Of course, his affections had been considerably enhanced that morning, when their new companion had led them to a comfortable roadside inn, only an hour or so from her hidden camp in the woods. There she had produced a steel coin, and the innkeeper, who had at first looked askance at the trio of gully dwarves, had been persuaded to produce a loaf of bread, a pitcher of creamy milk, and even some cooked eggs that Crystal had willingly shared with the three Aghar who had rescued her in the woods.

Apparently she was still kind of lonely, for she made no attempt to shoo the gully dwarves away. Neither did she invite them to keep her close company, but that didn’t stop Gus-and, by extension, the two females who had attached themselves to him like mountain ticks-from traveling along at her heels. The word Hillhome had triggered a vague memory, and Gus scratched his head, trying to tickle out the thought.

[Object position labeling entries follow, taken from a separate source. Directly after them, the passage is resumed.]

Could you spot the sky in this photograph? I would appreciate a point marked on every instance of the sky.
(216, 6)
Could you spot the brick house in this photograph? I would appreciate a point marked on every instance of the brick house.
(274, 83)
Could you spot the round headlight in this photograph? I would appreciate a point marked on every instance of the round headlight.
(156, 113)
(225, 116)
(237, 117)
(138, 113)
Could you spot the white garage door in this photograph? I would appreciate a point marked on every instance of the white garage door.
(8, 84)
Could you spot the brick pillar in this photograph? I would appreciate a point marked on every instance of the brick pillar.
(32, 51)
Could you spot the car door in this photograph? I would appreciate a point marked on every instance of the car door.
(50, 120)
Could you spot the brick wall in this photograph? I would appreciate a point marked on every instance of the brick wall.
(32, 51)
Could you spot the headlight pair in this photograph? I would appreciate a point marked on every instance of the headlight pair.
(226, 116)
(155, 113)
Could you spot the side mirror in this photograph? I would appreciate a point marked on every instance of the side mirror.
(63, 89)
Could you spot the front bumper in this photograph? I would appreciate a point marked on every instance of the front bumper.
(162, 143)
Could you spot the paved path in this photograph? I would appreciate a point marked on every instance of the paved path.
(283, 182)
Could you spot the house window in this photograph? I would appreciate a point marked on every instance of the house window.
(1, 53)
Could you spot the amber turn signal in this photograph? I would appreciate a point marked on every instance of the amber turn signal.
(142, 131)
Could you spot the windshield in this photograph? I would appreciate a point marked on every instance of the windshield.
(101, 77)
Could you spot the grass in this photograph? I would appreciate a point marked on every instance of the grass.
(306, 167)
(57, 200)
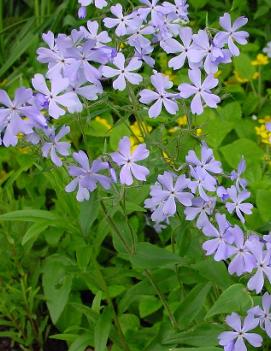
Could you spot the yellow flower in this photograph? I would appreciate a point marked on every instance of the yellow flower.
(262, 131)
(260, 60)
(103, 122)
(182, 121)
(167, 158)
(137, 136)
(239, 79)
(173, 130)
(168, 73)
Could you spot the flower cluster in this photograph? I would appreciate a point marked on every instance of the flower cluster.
(88, 175)
(203, 198)
(257, 316)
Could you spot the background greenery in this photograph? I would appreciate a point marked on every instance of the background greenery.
(67, 281)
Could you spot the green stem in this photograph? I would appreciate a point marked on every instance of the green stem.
(1, 29)
(37, 11)
(135, 111)
(116, 230)
(123, 206)
(162, 299)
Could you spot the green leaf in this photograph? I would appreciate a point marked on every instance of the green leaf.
(263, 198)
(83, 256)
(148, 305)
(204, 335)
(89, 211)
(192, 304)
(33, 232)
(129, 321)
(231, 112)
(151, 256)
(242, 147)
(117, 133)
(56, 284)
(102, 329)
(81, 342)
(243, 66)
(29, 216)
(235, 298)
(216, 272)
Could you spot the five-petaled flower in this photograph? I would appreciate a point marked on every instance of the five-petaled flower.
(201, 91)
(160, 96)
(124, 73)
(127, 160)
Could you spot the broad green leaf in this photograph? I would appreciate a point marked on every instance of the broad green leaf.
(33, 232)
(204, 335)
(117, 133)
(148, 305)
(81, 342)
(83, 256)
(56, 284)
(235, 298)
(191, 306)
(263, 198)
(231, 112)
(29, 216)
(242, 147)
(129, 321)
(151, 256)
(216, 272)
(102, 329)
(243, 66)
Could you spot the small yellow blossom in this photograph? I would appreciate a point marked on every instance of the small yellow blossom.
(103, 122)
(260, 60)
(173, 130)
(262, 131)
(167, 158)
(239, 79)
(168, 73)
(137, 136)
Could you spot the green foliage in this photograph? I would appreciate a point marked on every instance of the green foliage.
(97, 275)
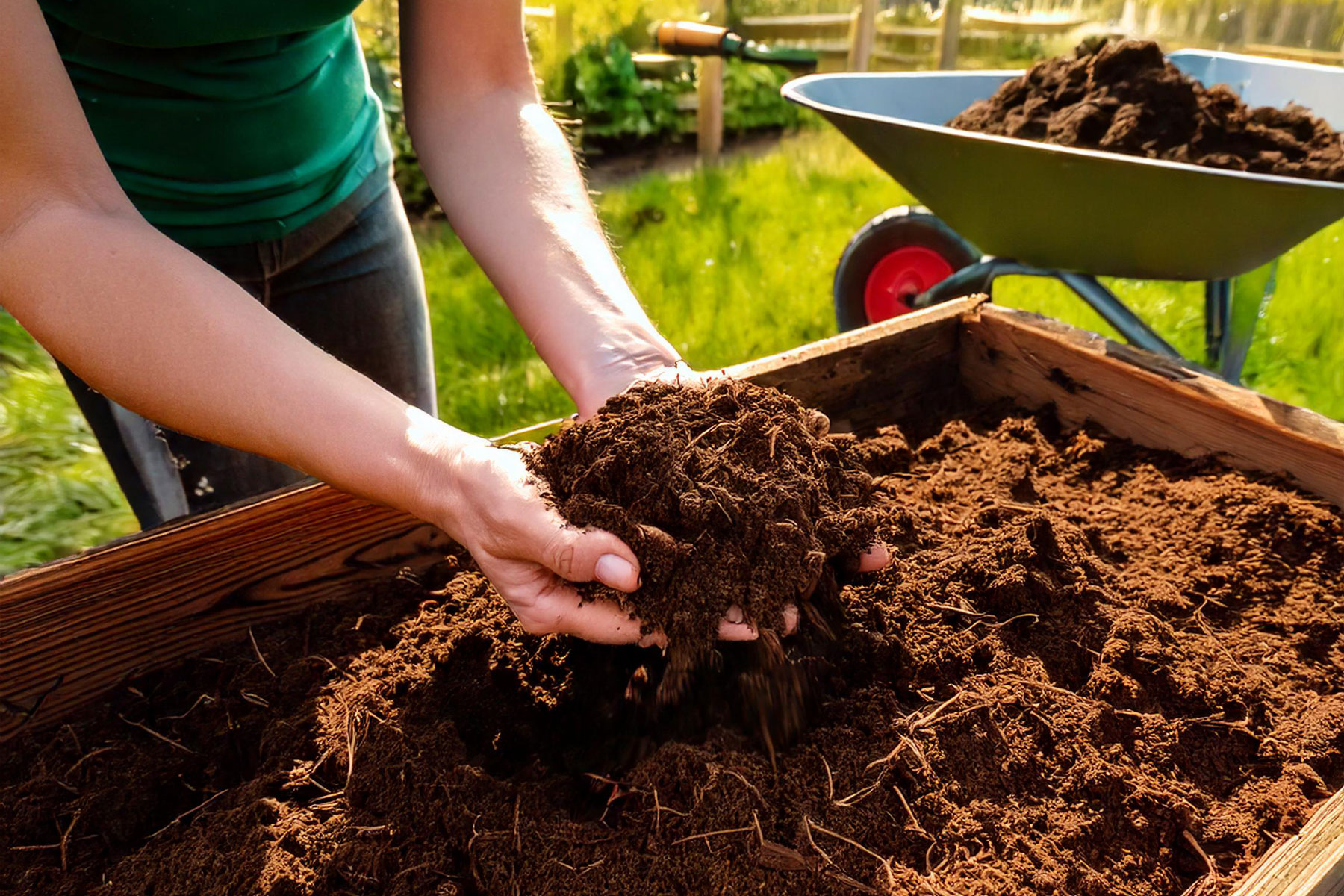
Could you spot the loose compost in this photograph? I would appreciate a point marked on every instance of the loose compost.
(1125, 97)
(1092, 668)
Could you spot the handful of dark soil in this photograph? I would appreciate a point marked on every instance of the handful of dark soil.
(729, 494)
(1125, 97)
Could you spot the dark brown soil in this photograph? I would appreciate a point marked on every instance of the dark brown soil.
(1088, 668)
(729, 494)
(1125, 97)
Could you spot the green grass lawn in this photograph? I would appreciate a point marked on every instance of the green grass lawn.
(732, 262)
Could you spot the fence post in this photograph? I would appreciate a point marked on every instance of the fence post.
(564, 23)
(1129, 19)
(863, 34)
(1250, 23)
(1283, 22)
(949, 34)
(709, 117)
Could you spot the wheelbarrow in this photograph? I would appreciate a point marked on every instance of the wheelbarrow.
(1006, 206)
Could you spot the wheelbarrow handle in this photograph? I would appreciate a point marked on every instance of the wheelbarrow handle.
(691, 38)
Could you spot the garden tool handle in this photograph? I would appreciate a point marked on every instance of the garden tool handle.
(691, 38)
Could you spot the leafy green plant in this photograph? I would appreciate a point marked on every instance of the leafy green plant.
(615, 102)
(752, 97)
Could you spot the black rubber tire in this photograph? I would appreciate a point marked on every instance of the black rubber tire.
(885, 234)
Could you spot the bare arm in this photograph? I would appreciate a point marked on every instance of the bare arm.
(163, 334)
(507, 179)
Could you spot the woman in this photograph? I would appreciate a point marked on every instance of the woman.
(186, 188)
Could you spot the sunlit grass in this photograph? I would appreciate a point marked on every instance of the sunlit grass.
(732, 262)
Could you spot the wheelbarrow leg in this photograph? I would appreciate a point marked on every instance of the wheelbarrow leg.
(1116, 314)
(1231, 312)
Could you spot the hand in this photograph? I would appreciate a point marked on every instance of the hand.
(531, 555)
(682, 374)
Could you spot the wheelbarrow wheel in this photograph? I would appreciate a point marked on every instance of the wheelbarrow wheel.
(893, 258)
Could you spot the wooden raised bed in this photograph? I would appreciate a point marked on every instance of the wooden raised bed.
(75, 628)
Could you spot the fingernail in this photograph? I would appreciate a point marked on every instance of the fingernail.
(616, 573)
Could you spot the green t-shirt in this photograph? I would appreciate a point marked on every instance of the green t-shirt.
(226, 121)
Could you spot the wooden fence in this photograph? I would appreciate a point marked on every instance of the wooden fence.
(871, 37)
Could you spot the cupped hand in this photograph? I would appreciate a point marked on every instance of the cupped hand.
(734, 628)
(532, 556)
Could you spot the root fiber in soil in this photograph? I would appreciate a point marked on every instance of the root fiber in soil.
(1090, 669)
(730, 496)
(1125, 97)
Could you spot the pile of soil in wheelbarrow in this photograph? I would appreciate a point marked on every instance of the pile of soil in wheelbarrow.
(729, 494)
(1125, 97)
(1089, 669)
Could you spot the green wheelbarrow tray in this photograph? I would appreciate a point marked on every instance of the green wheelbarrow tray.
(1083, 210)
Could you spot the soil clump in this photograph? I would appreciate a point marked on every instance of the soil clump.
(1090, 669)
(730, 494)
(1125, 97)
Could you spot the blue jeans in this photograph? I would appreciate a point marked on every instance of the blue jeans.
(351, 282)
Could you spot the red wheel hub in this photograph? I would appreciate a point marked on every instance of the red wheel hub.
(898, 279)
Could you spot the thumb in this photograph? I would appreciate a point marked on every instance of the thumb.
(582, 555)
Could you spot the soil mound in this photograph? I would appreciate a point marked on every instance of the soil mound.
(729, 494)
(1125, 97)
(1090, 669)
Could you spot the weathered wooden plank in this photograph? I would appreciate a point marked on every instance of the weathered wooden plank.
(75, 628)
(1148, 399)
(1307, 864)
(949, 35)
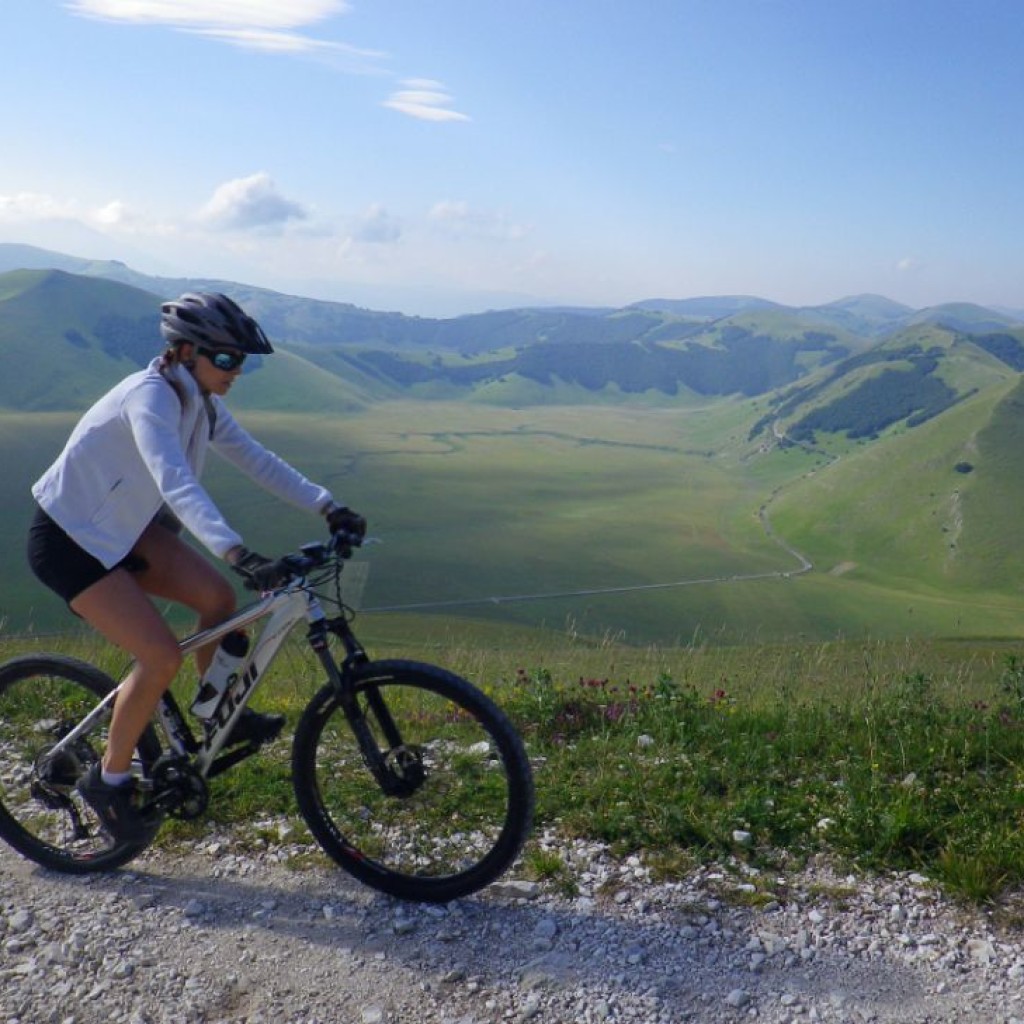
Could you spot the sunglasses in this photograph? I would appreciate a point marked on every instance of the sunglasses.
(223, 358)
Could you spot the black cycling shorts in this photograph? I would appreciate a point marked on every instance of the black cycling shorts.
(64, 565)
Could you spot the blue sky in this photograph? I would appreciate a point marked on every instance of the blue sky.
(439, 157)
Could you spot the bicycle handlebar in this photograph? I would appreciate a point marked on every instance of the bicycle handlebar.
(313, 555)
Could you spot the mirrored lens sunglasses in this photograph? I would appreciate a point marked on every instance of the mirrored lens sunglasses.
(223, 358)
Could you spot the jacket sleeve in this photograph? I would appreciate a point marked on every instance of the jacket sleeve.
(271, 472)
(154, 415)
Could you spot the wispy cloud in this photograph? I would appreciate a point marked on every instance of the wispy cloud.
(251, 203)
(377, 226)
(27, 207)
(460, 220)
(424, 99)
(257, 25)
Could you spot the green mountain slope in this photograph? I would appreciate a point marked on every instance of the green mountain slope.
(72, 337)
(932, 508)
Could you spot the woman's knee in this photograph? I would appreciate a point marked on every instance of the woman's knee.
(216, 601)
(160, 663)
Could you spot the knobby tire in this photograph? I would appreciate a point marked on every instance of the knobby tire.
(468, 809)
(41, 814)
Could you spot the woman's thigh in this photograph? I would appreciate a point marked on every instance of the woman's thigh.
(178, 572)
(118, 607)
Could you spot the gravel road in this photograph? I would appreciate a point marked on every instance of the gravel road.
(232, 931)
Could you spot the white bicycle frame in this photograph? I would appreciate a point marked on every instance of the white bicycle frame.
(285, 609)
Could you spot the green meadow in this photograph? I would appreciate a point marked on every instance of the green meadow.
(697, 636)
(646, 525)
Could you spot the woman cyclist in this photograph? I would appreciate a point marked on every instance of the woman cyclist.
(104, 536)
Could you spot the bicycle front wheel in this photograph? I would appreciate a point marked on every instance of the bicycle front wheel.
(42, 816)
(456, 800)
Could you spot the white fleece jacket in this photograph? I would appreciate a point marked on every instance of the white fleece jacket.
(138, 446)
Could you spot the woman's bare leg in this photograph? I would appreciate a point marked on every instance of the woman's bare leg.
(178, 572)
(119, 609)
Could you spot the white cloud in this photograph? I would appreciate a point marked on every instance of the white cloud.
(250, 203)
(424, 99)
(27, 208)
(377, 226)
(198, 13)
(458, 219)
(268, 26)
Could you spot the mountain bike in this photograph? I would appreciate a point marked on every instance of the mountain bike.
(408, 776)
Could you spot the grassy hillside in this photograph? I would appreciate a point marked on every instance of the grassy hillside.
(598, 513)
(933, 507)
(640, 525)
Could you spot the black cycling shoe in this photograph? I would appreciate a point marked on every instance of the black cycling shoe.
(252, 727)
(117, 808)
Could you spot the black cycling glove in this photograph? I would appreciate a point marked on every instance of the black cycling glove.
(341, 519)
(260, 572)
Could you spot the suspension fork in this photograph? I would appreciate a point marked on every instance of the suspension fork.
(397, 770)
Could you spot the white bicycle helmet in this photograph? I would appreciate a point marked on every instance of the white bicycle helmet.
(212, 321)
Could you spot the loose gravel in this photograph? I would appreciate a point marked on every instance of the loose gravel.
(264, 932)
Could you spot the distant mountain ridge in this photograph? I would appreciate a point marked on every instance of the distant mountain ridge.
(858, 366)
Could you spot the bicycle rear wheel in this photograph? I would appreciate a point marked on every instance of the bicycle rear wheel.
(462, 794)
(42, 698)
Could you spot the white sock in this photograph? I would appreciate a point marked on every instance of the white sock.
(115, 777)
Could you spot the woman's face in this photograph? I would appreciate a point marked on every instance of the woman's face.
(204, 367)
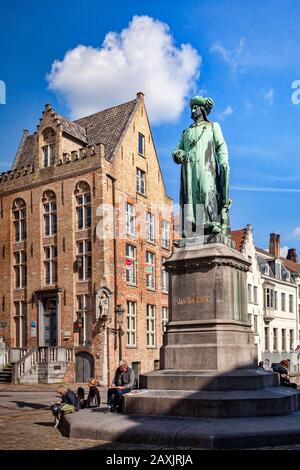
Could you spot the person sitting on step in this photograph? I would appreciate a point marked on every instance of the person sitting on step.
(122, 383)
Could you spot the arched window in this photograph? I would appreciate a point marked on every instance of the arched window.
(19, 214)
(48, 147)
(83, 205)
(50, 213)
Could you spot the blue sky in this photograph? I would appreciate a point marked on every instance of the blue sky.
(249, 60)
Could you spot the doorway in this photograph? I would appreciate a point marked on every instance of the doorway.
(84, 366)
(50, 322)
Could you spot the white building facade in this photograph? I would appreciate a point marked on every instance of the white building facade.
(273, 299)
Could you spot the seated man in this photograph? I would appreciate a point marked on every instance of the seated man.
(69, 404)
(123, 383)
(282, 370)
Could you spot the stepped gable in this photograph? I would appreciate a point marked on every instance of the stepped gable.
(105, 127)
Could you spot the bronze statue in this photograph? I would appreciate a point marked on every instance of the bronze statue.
(204, 190)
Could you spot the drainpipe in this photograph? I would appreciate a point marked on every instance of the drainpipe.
(113, 180)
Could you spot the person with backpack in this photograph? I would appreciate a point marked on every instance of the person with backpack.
(93, 399)
(69, 404)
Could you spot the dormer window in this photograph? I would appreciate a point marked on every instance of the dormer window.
(49, 155)
(48, 147)
(265, 269)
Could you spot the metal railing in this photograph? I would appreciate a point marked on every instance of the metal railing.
(28, 362)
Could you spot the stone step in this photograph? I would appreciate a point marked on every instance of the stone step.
(270, 401)
(239, 379)
(203, 433)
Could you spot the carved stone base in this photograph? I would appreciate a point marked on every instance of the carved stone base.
(208, 327)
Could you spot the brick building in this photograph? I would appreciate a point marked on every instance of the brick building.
(85, 225)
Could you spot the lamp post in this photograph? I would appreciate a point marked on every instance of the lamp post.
(119, 320)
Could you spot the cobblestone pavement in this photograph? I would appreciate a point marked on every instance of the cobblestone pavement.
(26, 423)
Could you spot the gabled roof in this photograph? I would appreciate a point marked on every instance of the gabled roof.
(291, 265)
(238, 236)
(26, 151)
(105, 127)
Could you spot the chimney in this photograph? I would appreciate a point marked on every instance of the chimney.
(292, 255)
(274, 246)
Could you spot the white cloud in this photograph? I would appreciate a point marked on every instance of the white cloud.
(284, 251)
(268, 96)
(234, 58)
(223, 114)
(142, 57)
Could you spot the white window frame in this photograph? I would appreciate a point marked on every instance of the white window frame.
(165, 234)
(150, 227)
(151, 333)
(164, 317)
(131, 329)
(48, 155)
(130, 219)
(50, 264)
(141, 181)
(84, 260)
(20, 268)
(83, 210)
(150, 270)
(131, 277)
(84, 311)
(164, 277)
(20, 323)
(19, 213)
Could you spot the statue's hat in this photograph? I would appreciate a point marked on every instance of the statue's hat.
(206, 103)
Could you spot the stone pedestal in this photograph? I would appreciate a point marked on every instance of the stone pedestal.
(208, 359)
(208, 327)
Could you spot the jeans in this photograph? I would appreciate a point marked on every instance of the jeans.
(114, 396)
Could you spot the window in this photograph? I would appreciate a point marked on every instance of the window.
(267, 344)
(141, 144)
(83, 205)
(249, 293)
(165, 318)
(164, 277)
(150, 326)
(291, 301)
(291, 340)
(131, 324)
(275, 340)
(84, 260)
(255, 325)
(50, 213)
(20, 269)
(130, 219)
(283, 302)
(140, 181)
(150, 270)
(150, 227)
(84, 320)
(269, 297)
(19, 215)
(283, 340)
(165, 240)
(130, 264)
(50, 264)
(20, 324)
(48, 155)
(255, 298)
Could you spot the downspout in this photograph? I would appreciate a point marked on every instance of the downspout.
(113, 180)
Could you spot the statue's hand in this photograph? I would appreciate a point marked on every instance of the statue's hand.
(179, 156)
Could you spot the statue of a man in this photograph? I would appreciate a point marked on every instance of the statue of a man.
(204, 190)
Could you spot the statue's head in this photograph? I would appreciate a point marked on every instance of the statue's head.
(200, 107)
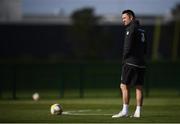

It wasn’t until hours later, when they were descending toward a wooded valley, that the connection was finally made. “Hillhome! Gus know Hillhome dwarf!”

“Oh?” Crystal seemed surprised, even a little amused by his revelation. “And who would that be?” she asked.

“Slut Fireforge!” Gus proclaimed proudly. “Him and me was at Patharkas for Big War! Gus won Big War, but Slut help too.”

“Slut Fireforge?” she repeated. “That doesn’t sound-wait, do you mean Slate Fireforge?”

Gus frowned. He didn’t like to be corrected. “Mebbe so,” he admitted. “But Gus call him Slut.”

Oddly, Crystal was laughing. “I’m sure you did,” she said, shaking her head. “But I know Slate, and I imagine he was fairly amused. Would you like to see him again?”

“Sure! Slut big, nice guy. Even share beer with Gus.”

“Well, I think you’ll get your wish,” the hill dwarf maid replied, gesturing to a town that was just coming into view around a bend in the forest road. “Because we’ll be in Hillhome in about ten more minutes.”